Aku tahu, opor ayam dan ketupat yang kau tanak seharian
akan mulai bau dan meng-asam di hari yang ketiga
Aku tahu, kue-kue lebaran yang sejak kemarin mati-matian kau hias
akan lekas habis dicemili olehku sebagai teman minum kopi.

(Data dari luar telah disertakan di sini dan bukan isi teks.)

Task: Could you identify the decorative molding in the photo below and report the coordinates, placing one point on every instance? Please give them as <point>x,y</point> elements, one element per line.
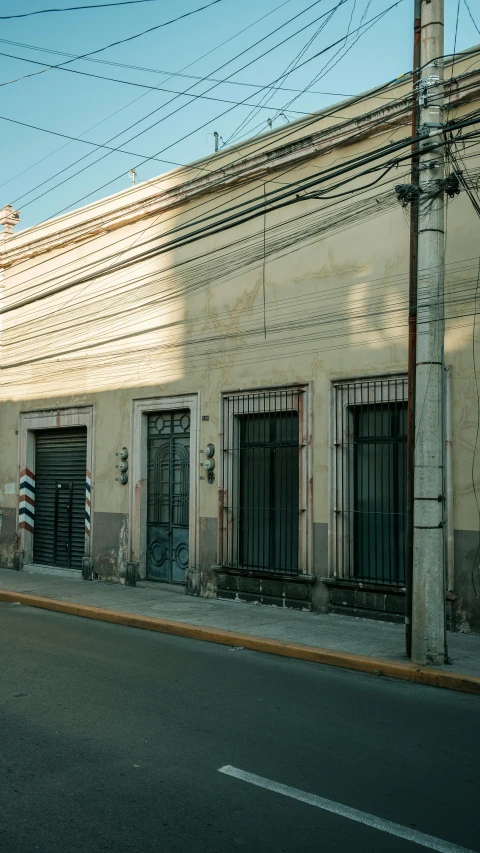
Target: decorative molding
<point>256,166</point>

Katamu, repot jadinya bila begini
lanjutmu, tak semangat rasanya bila harus berpuasa satu hari lagi
mengapa tanggal 30 buru-buru dicetak merah kalau Idul Fitri belum pasti?
mengapa kita tak ikut aliran lain saja supaya lebaran bisa digelar hari ini?
Tetapi kukatakan untukmu, sayang
tak akan sia-sia bila kita bersabar sedikit lagi saja
mungkin Tuhan tengah ingin menegur kita
tak suka hari suci-Nya disalah artikan sebagai ajang rutin seremonial
serta momentum berfoya-foya dari sudut mal ke mal lain.
Aku akan membangunkanmu sahur nanti malam,
sebagai ganti suara takbir yang kian tenggelam oleh acara televisi
Dan ketupat yang terlanjur ada di meja makan kita itu,
biar aku yang menyuapinya ke bibirmu di saat berbuka puasa nanti.